In theory, Brexit is priced into financial markets, and factored into boardroom thinking, already. But in practice, the Treasury still fears the economy will turn down once article 50 is formally triggered and reality starts to bite. Even more so, as the details of a potential detail start to emerge – or the negotiations turn out to be tougher than the government hopes.

Wednesday’s statement is Hammond’s last chance to show that he has enough financial headroom to take emergency action, if it is required, and to signal that he stands ready to do so.
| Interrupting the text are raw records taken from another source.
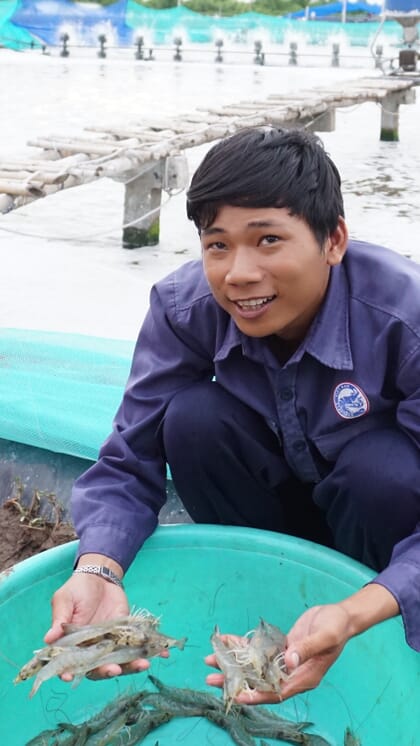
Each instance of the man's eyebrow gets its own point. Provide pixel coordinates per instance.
(210, 231)
(251, 224)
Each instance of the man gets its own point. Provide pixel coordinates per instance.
(279, 379)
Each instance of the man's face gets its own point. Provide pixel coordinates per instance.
(267, 270)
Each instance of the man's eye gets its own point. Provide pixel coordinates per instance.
(270, 239)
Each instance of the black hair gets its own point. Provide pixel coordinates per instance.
(269, 167)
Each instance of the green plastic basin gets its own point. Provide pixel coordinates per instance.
(195, 577)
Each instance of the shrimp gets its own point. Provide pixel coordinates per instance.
(234, 674)
(76, 661)
(40, 659)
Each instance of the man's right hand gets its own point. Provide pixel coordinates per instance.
(90, 599)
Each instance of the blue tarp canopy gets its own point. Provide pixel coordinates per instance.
(334, 9)
(47, 19)
(12, 36)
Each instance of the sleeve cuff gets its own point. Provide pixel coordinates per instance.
(402, 579)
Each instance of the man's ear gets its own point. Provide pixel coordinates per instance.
(336, 243)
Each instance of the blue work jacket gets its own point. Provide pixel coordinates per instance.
(357, 369)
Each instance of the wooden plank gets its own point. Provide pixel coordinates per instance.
(119, 151)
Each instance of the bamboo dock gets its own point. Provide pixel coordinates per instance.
(147, 156)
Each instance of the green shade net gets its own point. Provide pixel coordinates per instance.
(60, 391)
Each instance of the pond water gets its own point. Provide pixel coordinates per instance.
(63, 268)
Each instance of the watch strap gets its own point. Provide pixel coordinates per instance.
(102, 571)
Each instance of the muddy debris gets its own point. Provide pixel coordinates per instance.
(28, 527)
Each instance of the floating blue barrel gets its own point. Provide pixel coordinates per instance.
(403, 6)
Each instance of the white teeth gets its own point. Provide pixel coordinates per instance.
(255, 303)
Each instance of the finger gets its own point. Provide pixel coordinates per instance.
(210, 660)
(315, 645)
(56, 629)
(104, 672)
(259, 698)
(215, 679)
(136, 666)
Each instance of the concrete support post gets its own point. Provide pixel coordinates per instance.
(390, 117)
(390, 113)
(142, 207)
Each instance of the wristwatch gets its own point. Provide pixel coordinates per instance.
(101, 570)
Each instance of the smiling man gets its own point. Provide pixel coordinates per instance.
(279, 377)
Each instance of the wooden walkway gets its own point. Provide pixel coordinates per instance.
(125, 153)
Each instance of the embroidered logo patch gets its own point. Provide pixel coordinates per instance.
(350, 401)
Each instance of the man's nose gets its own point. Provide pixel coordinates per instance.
(243, 268)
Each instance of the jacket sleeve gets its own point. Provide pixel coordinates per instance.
(115, 504)
(402, 576)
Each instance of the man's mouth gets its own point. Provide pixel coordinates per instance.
(252, 304)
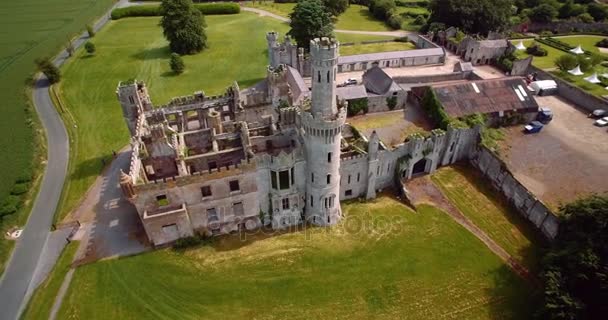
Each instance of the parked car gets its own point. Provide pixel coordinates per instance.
(598, 113)
(350, 81)
(533, 127)
(602, 122)
(545, 115)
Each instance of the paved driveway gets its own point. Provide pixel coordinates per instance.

He won’t want to sound pessimistic but he will want to look prepared.

Boosting skills, so that domestic workers will be ready to adapt to Brexit, and take on jobs currently carried out by EU migrants, is another part of his determination to show Britain is getting itself ready.

Brexit cheerleaders

In the early months of the May government, Hammond was blamed by Brexiters for playing up the risks of leaving the European Union, not least when he warned in his Tory conference speech that Brexit would be a “rollercoaster”.

He was also derided by some for fighting a rearguard action to hang on to some key aspects of the status quo, including membership of the customs union, and even the single market, as the voice of economic caution in the cabinet.
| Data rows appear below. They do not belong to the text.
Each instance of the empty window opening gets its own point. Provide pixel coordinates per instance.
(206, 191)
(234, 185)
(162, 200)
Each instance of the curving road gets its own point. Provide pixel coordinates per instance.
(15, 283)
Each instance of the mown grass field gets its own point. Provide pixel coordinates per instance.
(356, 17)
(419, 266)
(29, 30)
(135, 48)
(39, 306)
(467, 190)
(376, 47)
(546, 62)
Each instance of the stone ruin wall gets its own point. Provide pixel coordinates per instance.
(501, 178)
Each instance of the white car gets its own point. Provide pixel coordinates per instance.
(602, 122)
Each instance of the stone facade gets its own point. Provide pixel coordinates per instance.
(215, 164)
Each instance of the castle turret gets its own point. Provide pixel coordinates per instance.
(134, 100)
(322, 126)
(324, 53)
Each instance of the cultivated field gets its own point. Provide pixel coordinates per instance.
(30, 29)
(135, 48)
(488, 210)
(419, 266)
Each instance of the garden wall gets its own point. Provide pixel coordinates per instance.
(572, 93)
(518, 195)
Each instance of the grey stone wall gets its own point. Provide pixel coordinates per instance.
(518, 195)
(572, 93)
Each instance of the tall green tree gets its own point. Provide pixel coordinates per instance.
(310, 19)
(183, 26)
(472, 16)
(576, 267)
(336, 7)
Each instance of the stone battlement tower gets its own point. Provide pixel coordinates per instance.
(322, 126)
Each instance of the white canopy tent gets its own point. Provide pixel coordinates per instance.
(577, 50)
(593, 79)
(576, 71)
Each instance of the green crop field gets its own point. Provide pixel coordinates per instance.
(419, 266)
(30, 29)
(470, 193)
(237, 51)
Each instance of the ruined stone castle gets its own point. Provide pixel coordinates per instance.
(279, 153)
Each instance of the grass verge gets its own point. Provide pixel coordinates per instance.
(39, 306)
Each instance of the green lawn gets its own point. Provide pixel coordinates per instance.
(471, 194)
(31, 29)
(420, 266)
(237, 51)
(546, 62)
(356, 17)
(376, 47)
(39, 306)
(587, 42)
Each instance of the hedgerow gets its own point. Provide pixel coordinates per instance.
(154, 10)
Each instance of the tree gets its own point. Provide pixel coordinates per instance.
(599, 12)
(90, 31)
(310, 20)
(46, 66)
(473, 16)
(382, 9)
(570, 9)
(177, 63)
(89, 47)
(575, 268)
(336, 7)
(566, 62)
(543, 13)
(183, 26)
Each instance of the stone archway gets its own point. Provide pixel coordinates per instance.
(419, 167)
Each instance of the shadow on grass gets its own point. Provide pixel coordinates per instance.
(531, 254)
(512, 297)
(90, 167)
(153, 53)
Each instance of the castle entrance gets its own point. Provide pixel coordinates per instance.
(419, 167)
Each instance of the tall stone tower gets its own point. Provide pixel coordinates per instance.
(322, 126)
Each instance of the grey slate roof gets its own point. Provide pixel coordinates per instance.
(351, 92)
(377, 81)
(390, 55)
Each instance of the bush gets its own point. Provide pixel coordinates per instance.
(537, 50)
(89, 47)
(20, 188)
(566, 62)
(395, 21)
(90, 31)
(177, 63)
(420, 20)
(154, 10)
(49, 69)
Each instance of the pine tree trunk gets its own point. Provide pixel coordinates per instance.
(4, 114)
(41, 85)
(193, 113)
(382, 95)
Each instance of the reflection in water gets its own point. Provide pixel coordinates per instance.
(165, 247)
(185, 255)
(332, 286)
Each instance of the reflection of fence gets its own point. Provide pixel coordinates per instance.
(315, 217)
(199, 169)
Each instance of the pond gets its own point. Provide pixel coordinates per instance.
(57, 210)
Wednesday’s budget is likely to strike a more upbeat note about Britain’s prospects in order to avoid irritating the champions of Brexit – including the powerful European Research Group of Conservative backbenchers, who are quick to rubbish downbeat prognostications (and the politicians who deliver them – for example dubbing Sir John Major “bitter” last week).

‘Just about managings’

May has disowned the phrase Jams – “just about managings” – as a keen civil servant’s over-interpretation of her concern about struggling households.

But the fact remains that she used her first speech in Downing Street to pledge to govern with “ordinary working-class families” in mind.

Rising inflation as a result of the plunging pound, and a series of pre-announced money-saving measures, including tax credit cuts and a four-year cash freeze on working-age benefits, will hit low earners’ living standards in the years ahead, even before the economic uncertainty of Brexit. Hammond will be under pressure to match May’s high-flown promises with cash, to show she means business.

Red-meat cravers

While No 10 has shrugged off calls for a snap election from William Hague and others, Hammond will want to show his own MPs that he can put them in a position to win whenever the moment arrives.

He may choose to make a downpayment on some of the Tories’ manifesto pledges, including raising the higher-rate income tax threshold to £50,000 by 2020, for example, and is likely to press ahead with cuts to inheritance tax.

And with May keen to encroach on working-class constituencies, emboldened by winning the Copeland byelection, he could also reach for a symbolic aspirational policy or two – removing first-time buyers from stamp duty, for example.